If you have a little munchkin at home, check out our list of the best puppy food brands. If the opposite is true, and you have an elderly furry companion, make sure to give them only the best senior dry dog food to keep those brittle bones intact!
For every gorgeous mixed doggo out there, we recommend trying the best dry dog food for small dogs or the best large breed dry dog food and seeing which one sticks! Just make sure to consult with your vet before you completely change your pup’s diet!
Labrador crossed with Chow Chow Exercise Requirements
With the high energy of the Labrador that the Labrador Chow Chow Mix takes from, the crossbreed is as active and happy. It is required to be taken to a quick walk daily. This will require for the owner, a focused attention and mental stimulation.
In these daily outings, one could expect not just a simple walk but sometimes also a playful jog and run. The Labrador Chow Chow Mix. is especially active outside for an exercise, but adequate care must be taken because your pup could overheat.
Chow Chow crossed with Labrador Training
A Chow Chow is known for its “selective hearing’ while a Labrador is known for its stubbornness.

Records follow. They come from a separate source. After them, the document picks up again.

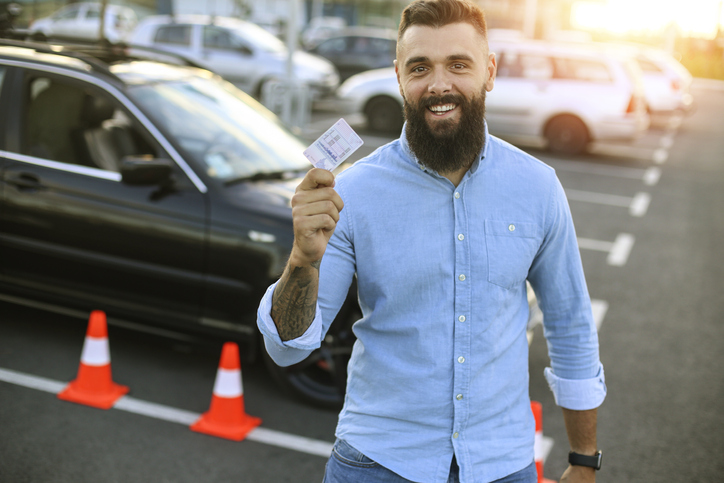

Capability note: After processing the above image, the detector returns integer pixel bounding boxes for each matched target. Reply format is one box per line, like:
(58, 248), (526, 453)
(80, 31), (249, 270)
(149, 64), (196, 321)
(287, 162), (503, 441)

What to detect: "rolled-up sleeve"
(256, 283), (322, 366)
(529, 172), (606, 411)
(544, 365), (606, 411)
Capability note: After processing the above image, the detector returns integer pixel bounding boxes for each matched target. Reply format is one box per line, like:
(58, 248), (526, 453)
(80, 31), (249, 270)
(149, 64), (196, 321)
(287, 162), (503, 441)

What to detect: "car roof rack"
(0, 39), (208, 80)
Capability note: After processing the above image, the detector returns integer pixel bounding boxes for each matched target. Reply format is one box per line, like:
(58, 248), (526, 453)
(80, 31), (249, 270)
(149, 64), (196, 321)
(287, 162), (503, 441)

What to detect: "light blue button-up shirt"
(258, 125), (606, 483)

Mix those two together, and you have the training attitude of a Chow Chow mixed with Labrador.
It might seem difficult at first looking at those traits, but it’s not as hard as it looks. Potty-training, for instance, won’t be much of a chore for Chow Chow crossed with Labrador. That is if you teach it at the earliest instance that you can.
Its obedience training must start at an early age. Before a Chow Chow mixed with Labrador turns to around 14-16 months old, it must be at least expected to know how to sit and stay on your command. In addition, they must be, by that age able to sit closely with you. This is since it is especially difficult to train an adult Chow Chow mixed with Labrador.
After such, they would be adaptive and straightforward to training, provided that you exercise patient and positive training methods.
If your Chow Chow Labrador Mix takes more from its Labrador parent, it would be able to pick up commands efficiently and effectively than if it takes after the Chow Chow parent.
Labrador Crossed with Chow Chow and Families
The temperament of both its parents makes for an unpredictable behavior of the Chow Chow Labrador mix. It would tend to be territorial and aggressive against those people it is not familiar with.
This is especially difficult for families with kids, because one moment they would be playing with the dog, the next second it would get territorial and aggravated. Because of this, it is a dog not ideal for families with a bunch of little kids. It must be explained to the children how the dog might get a bit too tempered at times.
The only remedy to this is training your Chow Chow crossed with Labrador to be trained to be social and active.
- Davison, L.j., et al. “The CaninePOMCGene, Obesity in Labrador Retrievers and Susceptibility to Diabetes Mellitus.” Journal of Veterinary Internal Medicine, vol. 31, no. 2, 8 Feb. 2017, pp. 343–348., doi:10.1111/jvim.14636.
- Yang, Hechuan, et al. “The Origin of Chow Chows in the Light of the East Asian Breeds.” BMC Genomics, vol. 18, no. 1, 16 Feb. 2017, doi:10.1186/s12864-017-3525-9.
- Wilcox, Charlotte. The Chow Chow. Capstone High/Low Books, 1999.
- Walton, Joel, and Eve Adamson. Labrador Retrievers for Dummies. Wiley Publishing, 2007.